Poster+Demo Session
in
Workshop: Audio Imagination: NeurIPS 2024 Workshop AI-Driven Speech, Music, and Sound Generation
Parrot: Autoregressive Spoken Dialogue Language Modeling with Decoder-only Transformers
Ziqiao Meng · Qichao Wang · Wenqian Cui · Yifei Zhang · Bingzhe Wu · Irwin King · Liang Chen · Peilin Zhao
Recent advancements in large language models (LLMs) have demonstrated significant potential in enhancing real-time spoken interactions. Presently, open-source methodologies predominantly depend on intermediate generative text-based transcriptions to manage real-time spoken dialogues. However, these techniques often struggle with providing seamless interactions that involve real-time streaming audio inputs. In this research, we unveil an innovative spoken dialogue language model, Parrot, distinguished by its unique pre-training and supervised fine-tuning (SFT) pipeline.

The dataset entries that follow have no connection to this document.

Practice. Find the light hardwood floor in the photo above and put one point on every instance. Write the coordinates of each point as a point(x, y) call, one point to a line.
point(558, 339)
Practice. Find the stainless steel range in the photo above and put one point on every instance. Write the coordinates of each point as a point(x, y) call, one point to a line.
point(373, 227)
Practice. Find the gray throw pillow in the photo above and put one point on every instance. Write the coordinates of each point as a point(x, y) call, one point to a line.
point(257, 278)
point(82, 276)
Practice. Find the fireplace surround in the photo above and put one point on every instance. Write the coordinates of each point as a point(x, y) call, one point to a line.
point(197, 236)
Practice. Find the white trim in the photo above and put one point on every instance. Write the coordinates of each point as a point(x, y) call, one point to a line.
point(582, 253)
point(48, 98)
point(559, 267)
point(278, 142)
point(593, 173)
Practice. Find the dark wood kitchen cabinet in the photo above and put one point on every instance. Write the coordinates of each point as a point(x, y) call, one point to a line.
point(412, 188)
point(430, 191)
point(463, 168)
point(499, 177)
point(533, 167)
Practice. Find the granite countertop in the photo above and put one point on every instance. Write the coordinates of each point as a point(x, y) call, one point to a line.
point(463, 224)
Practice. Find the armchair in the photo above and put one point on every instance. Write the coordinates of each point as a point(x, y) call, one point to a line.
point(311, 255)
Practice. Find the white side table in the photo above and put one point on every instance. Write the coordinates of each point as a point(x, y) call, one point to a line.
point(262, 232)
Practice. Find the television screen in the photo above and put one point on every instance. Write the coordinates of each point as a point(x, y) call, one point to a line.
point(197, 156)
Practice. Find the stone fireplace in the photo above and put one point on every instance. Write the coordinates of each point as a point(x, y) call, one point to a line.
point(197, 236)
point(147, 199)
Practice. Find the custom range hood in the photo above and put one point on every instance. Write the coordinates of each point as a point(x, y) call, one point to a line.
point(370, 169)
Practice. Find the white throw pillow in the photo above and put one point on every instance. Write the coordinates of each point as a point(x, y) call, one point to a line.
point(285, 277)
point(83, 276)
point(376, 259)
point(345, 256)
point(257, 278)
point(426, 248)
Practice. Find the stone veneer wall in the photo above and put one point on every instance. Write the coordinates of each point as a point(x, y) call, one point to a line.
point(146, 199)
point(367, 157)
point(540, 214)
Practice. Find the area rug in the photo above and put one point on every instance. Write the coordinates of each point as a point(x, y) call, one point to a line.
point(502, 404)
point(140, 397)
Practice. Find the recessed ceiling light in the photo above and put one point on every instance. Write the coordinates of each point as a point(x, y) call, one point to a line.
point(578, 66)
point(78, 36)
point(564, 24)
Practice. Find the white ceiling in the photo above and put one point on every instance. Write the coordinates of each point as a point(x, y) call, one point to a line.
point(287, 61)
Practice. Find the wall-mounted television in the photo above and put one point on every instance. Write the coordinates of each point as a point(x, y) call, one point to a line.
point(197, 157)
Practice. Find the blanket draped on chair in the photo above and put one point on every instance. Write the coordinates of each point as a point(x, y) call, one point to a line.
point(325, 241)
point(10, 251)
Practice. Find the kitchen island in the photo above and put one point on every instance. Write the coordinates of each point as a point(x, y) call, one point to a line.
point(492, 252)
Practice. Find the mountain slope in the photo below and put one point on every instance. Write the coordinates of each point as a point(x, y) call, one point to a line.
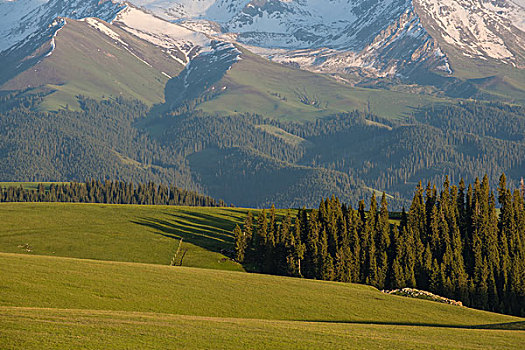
point(91, 59)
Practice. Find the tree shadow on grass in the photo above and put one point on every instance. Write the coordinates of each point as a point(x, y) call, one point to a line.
point(512, 326)
point(206, 231)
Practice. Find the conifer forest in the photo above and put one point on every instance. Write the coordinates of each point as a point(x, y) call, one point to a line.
point(452, 242)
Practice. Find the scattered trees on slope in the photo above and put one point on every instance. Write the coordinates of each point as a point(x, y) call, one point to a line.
point(109, 192)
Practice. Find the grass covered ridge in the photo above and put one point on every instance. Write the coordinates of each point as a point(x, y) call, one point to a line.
point(151, 306)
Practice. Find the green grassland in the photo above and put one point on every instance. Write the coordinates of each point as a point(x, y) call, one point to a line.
point(87, 62)
point(95, 276)
point(146, 234)
point(62, 302)
point(274, 90)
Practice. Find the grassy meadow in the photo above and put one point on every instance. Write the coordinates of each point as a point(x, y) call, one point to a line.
point(96, 276)
point(202, 308)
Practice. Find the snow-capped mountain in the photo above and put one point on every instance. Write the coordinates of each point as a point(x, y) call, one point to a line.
point(386, 37)
point(371, 38)
point(22, 21)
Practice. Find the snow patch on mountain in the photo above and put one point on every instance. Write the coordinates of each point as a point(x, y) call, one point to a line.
point(480, 29)
point(170, 36)
point(29, 20)
point(213, 10)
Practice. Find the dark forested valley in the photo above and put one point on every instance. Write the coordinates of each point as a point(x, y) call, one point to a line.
point(250, 160)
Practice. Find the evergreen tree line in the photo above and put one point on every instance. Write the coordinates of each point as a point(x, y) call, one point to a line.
point(108, 192)
point(453, 243)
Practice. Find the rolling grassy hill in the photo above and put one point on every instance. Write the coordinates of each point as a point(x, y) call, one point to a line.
point(63, 302)
point(255, 84)
point(133, 233)
point(88, 62)
point(50, 298)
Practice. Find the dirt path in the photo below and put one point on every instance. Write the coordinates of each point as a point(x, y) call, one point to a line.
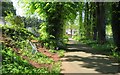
point(83, 59)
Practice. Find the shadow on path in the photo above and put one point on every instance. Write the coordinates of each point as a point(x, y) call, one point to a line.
point(88, 58)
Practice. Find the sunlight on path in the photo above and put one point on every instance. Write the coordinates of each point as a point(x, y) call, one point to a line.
point(83, 61)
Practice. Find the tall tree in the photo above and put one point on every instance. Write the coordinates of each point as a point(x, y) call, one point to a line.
point(116, 24)
point(101, 22)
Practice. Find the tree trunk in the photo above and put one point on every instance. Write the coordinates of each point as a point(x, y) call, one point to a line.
point(101, 22)
point(116, 24)
point(94, 23)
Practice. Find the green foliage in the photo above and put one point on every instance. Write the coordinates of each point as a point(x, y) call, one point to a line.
point(13, 63)
point(14, 20)
point(7, 7)
point(16, 33)
point(59, 52)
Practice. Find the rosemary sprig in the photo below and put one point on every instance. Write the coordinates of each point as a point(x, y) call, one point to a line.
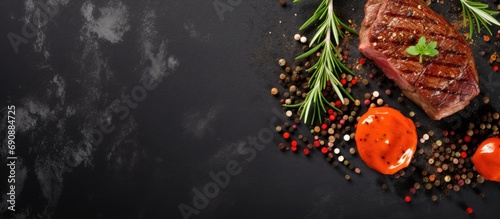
point(480, 14)
point(328, 67)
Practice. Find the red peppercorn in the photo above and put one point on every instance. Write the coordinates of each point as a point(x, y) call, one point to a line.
point(354, 81)
point(338, 103)
point(463, 154)
point(469, 210)
point(286, 135)
point(332, 118)
point(467, 138)
point(407, 199)
point(306, 151)
point(324, 126)
point(324, 150)
point(330, 111)
point(316, 143)
point(362, 61)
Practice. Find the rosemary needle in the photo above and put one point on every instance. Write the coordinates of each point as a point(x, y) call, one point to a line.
point(328, 67)
point(480, 14)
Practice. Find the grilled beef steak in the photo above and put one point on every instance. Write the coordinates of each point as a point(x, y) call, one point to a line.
point(441, 85)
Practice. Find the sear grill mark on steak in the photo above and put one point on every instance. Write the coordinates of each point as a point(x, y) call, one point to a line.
point(440, 85)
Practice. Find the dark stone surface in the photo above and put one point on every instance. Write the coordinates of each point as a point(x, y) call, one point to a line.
point(213, 76)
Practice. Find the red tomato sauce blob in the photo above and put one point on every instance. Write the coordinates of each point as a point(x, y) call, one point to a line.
point(486, 159)
point(386, 140)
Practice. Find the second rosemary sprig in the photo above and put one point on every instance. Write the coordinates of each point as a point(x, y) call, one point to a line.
point(478, 13)
point(329, 67)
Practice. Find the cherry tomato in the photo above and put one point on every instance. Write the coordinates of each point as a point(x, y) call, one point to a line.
point(486, 159)
point(386, 140)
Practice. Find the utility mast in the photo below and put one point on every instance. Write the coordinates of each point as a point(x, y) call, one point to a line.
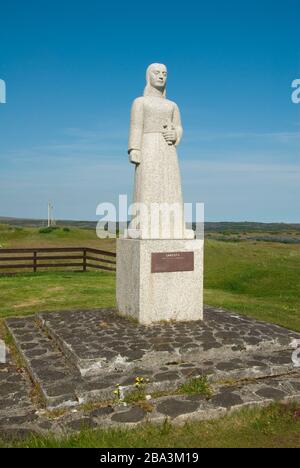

This pipeline deviates from conventional methodologies by utilizing both single-channel audio data and dual-channel spoken dialogue data to train the textless speech language model. During pre-training, we transform single-channel audio input into a sequence of discrete tokens, thereby instructing the LLM to identify audio tokens via next-token predictions. In the SFT phase, we pioneer a novel approach to dual-channel generative spoken dialogue language modeling with a unique "next-token-pair prediction" objective, facilitating the LLM's comprehension of natural human conversations. Our pipeline equips LLM to produce spoken interactions that are more natural and fluid than those generated by baseline approaches, as substantiated by thorough evaluations.